Apple released iOS 16.1 to the public yesterday, and as part of that release, the company published eleven updates to its App Store guidelines. Among those changes is a new directive that requires developers to process advertising and promotional purchases that occur within a consumer-facing app, such as social media post “boosts,” as in-app purchases (IAPs), allowing Apple to extract a platform fee from those transactions. From the developer guidelines (emphasis mine):

This guideline shouldn’t come as a surprise; back in August, the Wall Street Journal reported that Apple attempted to persuade Meta (then Facebook) to route all “post boosts” through Apple’s in-app purchasing machinery which, again, would entitle Apple to extract its platform fee on that advertising revenue. From the WSJ:
The companies also haggled over whether Apple was entitled to a piece of Facebook’s sales from so-called boosted posts, said people familiar with the matter. A boost allows a user to pay to increase the number of people that see a post on Facebook or Instagram. Facebook, which considers boosts ads, has always contended that boosts are a form of advertising, in part because they are often used by small businesses to reach a bigger audience, said one of the people.
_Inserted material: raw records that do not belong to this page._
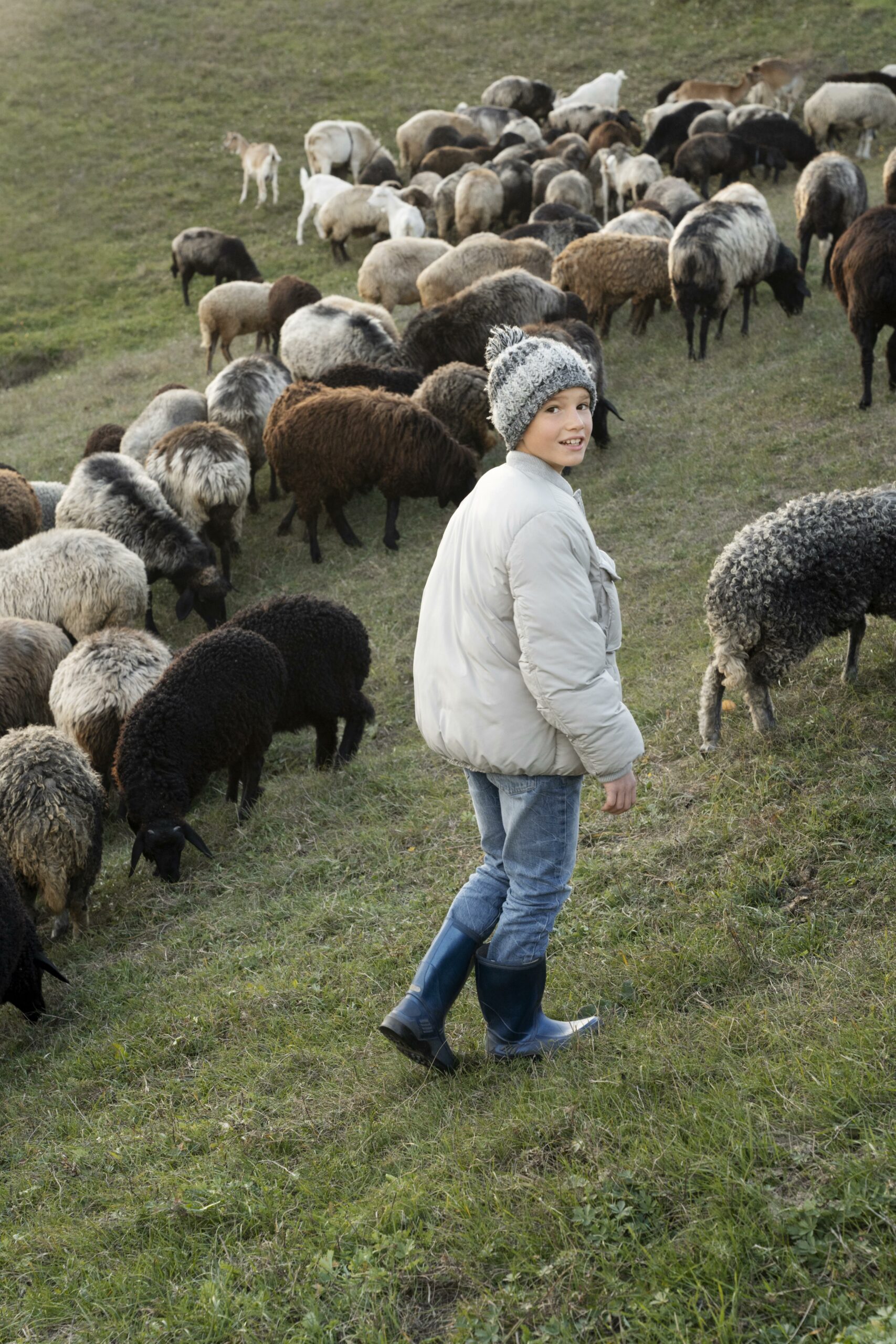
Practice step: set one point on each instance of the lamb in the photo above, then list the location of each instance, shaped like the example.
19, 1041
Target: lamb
239, 400
870, 107
213, 709
830, 194
328, 658
287, 296
460, 328
260, 162
51, 805
114, 495
863, 268
727, 245
388, 275
23, 961
476, 257
205, 474
30, 654
99, 683
320, 337
609, 270
229, 311
340, 144
333, 444
207, 252
812, 569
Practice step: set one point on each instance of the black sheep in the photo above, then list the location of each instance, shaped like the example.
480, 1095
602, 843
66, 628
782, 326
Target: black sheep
213, 709
328, 658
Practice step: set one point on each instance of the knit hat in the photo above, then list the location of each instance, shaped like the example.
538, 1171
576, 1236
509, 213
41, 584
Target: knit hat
524, 371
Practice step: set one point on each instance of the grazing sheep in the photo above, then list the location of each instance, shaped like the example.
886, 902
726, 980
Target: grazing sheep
726, 245
213, 709
460, 328
51, 805
205, 474
30, 654
476, 257
99, 683
239, 400
23, 961
390, 270
287, 296
229, 311
114, 495
606, 270
260, 162
328, 659
830, 194
167, 411
812, 569
340, 441
863, 268
207, 252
This new guideline, by my reading, excludes any transaction that takes place outside of a consumer-facing app, such as through an advertising management system like Meta’s that is mostly used either on the web or through the dedicated Ads Manager app. Given the history — with the above-reported negotiations as well as the fairly clear motivations behind Apple’s App Tracking Transparency (ATT) privacy policy, which has created a tremendous commercial headwind for Meta — it’d be natural to assume that this new policy change is directed primarily at Meta and the post “boosting” functionality within the Facebook and Instagram apps.
But many prominent social media apps natively offer boosting functionality — not just Instagram and Facebook but also Twitter and TikTok, among many others — and not all of these apps currently process boosts as IAPs (note that many datings apps already route “boosting” or other forms of promotional functionality through the IAP system). Per the new guideline, these social media apps will have to either transact these promotions as IAPs or direct users to a web-based purchase interface. Worth noting: Apple does demand that developers pay a marginally-reduced fee for off-platform purchases of in-app content, and it could apply those rules in this case, too.
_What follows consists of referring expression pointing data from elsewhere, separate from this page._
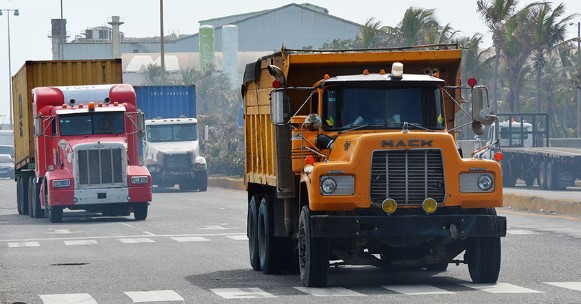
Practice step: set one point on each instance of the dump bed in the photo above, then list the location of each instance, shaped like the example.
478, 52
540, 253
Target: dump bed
51, 73
304, 68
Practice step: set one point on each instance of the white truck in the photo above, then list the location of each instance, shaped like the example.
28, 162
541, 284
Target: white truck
171, 153
528, 154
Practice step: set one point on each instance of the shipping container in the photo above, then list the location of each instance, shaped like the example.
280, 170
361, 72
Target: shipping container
169, 101
51, 73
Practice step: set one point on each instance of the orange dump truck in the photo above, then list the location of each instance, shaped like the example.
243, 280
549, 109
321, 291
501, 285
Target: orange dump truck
351, 159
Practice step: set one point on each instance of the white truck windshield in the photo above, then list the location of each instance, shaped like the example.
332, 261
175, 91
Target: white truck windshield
382, 107
167, 133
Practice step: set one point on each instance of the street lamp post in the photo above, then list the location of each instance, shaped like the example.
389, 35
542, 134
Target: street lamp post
16, 13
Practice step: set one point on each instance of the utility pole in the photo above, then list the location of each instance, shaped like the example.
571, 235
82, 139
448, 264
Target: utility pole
579, 89
161, 48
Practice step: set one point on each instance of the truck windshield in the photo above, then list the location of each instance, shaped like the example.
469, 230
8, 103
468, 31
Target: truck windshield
166, 133
375, 107
92, 123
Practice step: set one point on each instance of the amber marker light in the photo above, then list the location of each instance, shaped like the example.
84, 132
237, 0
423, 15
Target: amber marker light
389, 205
430, 205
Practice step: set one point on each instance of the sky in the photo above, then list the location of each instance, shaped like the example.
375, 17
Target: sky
30, 30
It’s difficult to quantify the impact of this change on the companies named above, none of which breaks out “boost” revenue as a standalone line item. My intuition is that in-app boosted posts represent a negligible proportion of revenue to the social media category broadly and that this guideline change is fairly immaterial in terms of absolute monetary impact.
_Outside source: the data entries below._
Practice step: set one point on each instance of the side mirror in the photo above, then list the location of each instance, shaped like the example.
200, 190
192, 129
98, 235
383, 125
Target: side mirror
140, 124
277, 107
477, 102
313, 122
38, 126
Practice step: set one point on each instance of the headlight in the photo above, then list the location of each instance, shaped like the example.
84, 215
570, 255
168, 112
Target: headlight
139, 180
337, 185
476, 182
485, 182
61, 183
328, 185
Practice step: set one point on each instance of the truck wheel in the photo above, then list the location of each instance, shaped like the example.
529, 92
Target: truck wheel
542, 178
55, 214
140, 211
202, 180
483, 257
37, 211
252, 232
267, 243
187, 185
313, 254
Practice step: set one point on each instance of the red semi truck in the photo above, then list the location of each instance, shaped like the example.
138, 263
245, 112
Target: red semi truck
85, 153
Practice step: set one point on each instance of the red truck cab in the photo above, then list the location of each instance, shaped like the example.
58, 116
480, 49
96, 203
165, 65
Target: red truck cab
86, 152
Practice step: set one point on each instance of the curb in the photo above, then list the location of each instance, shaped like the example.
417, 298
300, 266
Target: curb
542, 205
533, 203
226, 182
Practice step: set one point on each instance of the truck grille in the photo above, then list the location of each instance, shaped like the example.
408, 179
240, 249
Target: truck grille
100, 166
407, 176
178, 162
As a symbolic gesture, though, this new guideline carries substantial consequence. Apple is reifying its central role in the “economic miracle” that the App Store precipitated, to borrow Tim Cook’s characterization. Potentially instigated by the App Store Perestroika or by the reported decline in Apple’s App Store revenue last quarter, Apple is asserting its right to extract a fee from any commercial activity that takes place on its platform — or as a result of its platform, as in the case of off-platform purchases — in a format that resembles the economics of feudalism. This new guideline advances that position.